The Hacker Crackdown: Law and Disorder on the Electronic Frontier
- First edition
- Author: Bruce Sterling
- Cover artist: Kirschner Caroff
- Language: English
- Genre: Electronic Crime
- Publisher: Bantam Books
- Publication date: November 1, 1992
- Publication place: United States
- Media type: Print
- Pages: 336
- ISBN: 0-553-56370-X
- OCLC: 30469826

= The Hacker Crackdown =

Book by Bruce Sterling

The Hacker Crackdown: Law and Disorder on the Electronic Frontier is a work of nonfiction by Bruce Sterling first published in 1992.

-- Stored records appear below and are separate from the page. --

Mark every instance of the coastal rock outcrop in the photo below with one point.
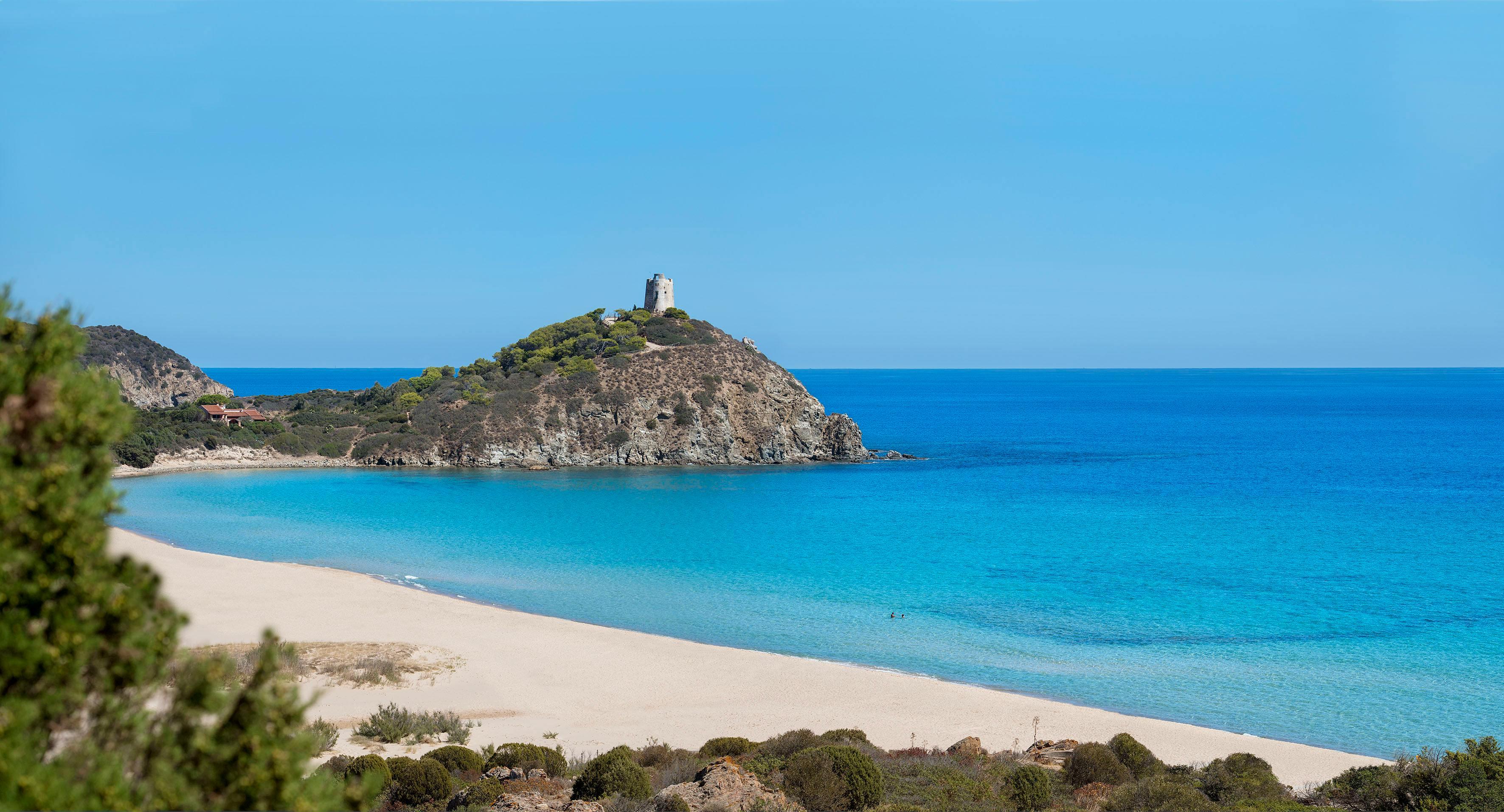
(725, 786)
(1052, 756)
(967, 748)
(715, 402)
(151, 376)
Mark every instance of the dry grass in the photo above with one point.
(351, 664)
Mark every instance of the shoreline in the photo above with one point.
(598, 686)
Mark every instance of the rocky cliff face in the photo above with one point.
(151, 375)
(707, 404)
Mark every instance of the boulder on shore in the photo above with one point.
(1052, 756)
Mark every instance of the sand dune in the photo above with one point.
(596, 688)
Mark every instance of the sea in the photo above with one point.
(1310, 555)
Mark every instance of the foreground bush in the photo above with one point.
(456, 759)
(1094, 763)
(1031, 787)
(1135, 757)
(1241, 778)
(419, 782)
(613, 773)
(529, 757)
(86, 635)
(372, 764)
(1157, 795)
(727, 745)
(1471, 778)
(477, 796)
(834, 776)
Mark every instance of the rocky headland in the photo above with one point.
(592, 391)
(151, 376)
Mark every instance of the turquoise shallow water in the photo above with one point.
(1310, 555)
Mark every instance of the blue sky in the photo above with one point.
(853, 185)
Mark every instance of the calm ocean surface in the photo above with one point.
(1310, 555)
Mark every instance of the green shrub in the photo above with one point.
(812, 781)
(1238, 778)
(324, 733)
(456, 759)
(1031, 787)
(1135, 757)
(859, 775)
(613, 773)
(529, 757)
(727, 745)
(846, 736)
(1094, 763)
(369, 763)
(789, 743)
(98, 710)
(419, 782)
(393, 724)
(1157, 795)
(477, 796)
(1374, 787)
(336, 766)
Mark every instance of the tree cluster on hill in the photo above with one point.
(115, 343)
(572, 346)
(95, 712)
(417, 413)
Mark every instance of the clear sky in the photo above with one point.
(853, 185)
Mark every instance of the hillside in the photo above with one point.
(644, 390)
(151, 375)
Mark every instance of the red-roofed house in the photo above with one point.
(233, 417)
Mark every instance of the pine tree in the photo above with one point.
(97, 709)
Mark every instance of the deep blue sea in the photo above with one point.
(1310, 555)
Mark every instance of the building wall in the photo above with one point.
(659, 295)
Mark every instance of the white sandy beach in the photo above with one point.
(524, 676)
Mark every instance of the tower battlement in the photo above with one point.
(659, 295)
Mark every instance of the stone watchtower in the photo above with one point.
(659, 295)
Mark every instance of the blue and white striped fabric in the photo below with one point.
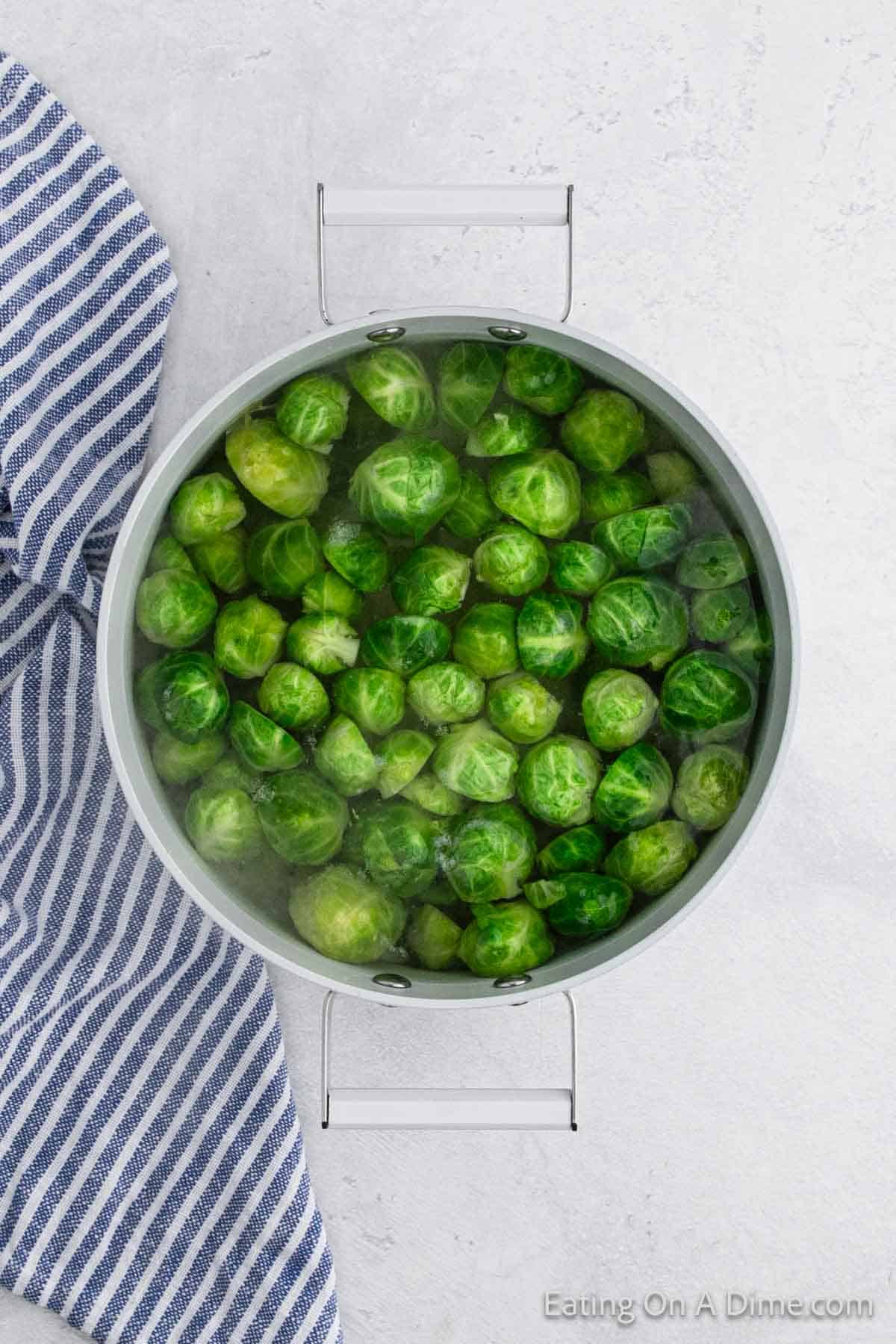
(152, 1175)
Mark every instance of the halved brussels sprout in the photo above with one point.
(539, 490)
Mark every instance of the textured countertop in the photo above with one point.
(735, 225)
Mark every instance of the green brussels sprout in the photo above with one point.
(609, 494)
(249, 638)
(405, 644)
(260, 742)
(550, 635)
(638, 621)
(175, 608)
(485, 638)
(511, 561)
(521, 709)
(395, 385)
(719, 615)
(432, 579)
(707, 697)
(359, 554)
(618, 707)
(652, 860)
(505, 940)
(346, 917)
(603, 430)
(647, 537)
(539, 490)
(558, 779)
(203, 507)
(302, 818)
(373, 697)
(473, 512)
(469, 376)
(579, 567)
(433, 937)
(406, 487)
(541, 379)
(293, 698)
(447, 692)
(323, 643)
(635, 789)
(403, 756)
(579, 850)
(491, 853)
(314, 410)
(344, 759)
(287, 479)
(223, 826)
(282, 557)
(715, 561)
(180, 762)
(709, 785)
(477, 762)
(508, 430)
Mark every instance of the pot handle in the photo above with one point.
(448, 1108)
(521, 206)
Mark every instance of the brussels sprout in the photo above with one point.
(358, 554)
(558, 779)
(394, 383)
(521, 709)
(344, 759)
(603, 429)
(469, 376)
(223, 824)
(550, 635)
(652, 860)
(473, 512)
(618, 709)
(638, 621)
(373, 697)
(511, 561)
(476, 762)
(505, 940)
(302, 818)
(539, 490)
(709, 785)
(282, 557)
(609, 494)
(635, 789)
(249, 638)
(715, 561)
(260, 742)
(323, 643)
(287, 479)
(403, 756)
(707, 697)
(491, 853)
(405, 644)
(541, 379)
(485, 638)
(508, 430)
(432, 579)
(203, 507)
(647, 537)
(175, 608)
(447, 692)
(314, 410)
(293, 697)
(346, 917)
(433, 939)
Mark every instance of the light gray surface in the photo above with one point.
(736, 218)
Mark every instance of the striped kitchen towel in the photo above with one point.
(152, 1175)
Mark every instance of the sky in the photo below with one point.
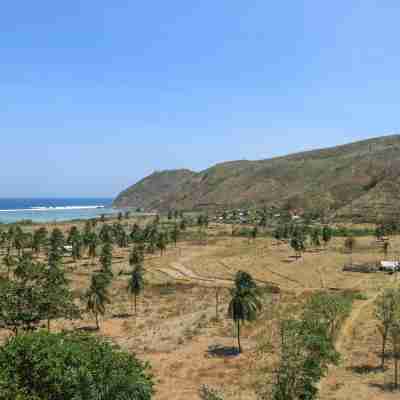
(95, 95)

The book discusses watershed events in the hacker subculture in the early 1990s. The most notable topic covered is Operation Sundevil and the events surrounding the 1987–1990 war on the Legion of Doom network: the raid on Steve Jackson Games, the trial of "Knight Lightning" (one of the original journalists of Phrack), and the subsequent formation of the Electronic Frontier Foundation. The book also profiles the likes of "Emmanuel Goldstein" (publisher of 2600: The Hacker Quarterly), the former assistant attorney general of Arizona Gail Thackeray, FLETC instructor Carlton Fitzpatrick, Mitch Kapor, and John Perry Barlow.

In 1994, Sterling released the book for the Internet with a new afterword.

==Critical reception==
Cory Doctorow, who voiced an unabridged podcast of the book, said it "inspired me politically, artistically and socially".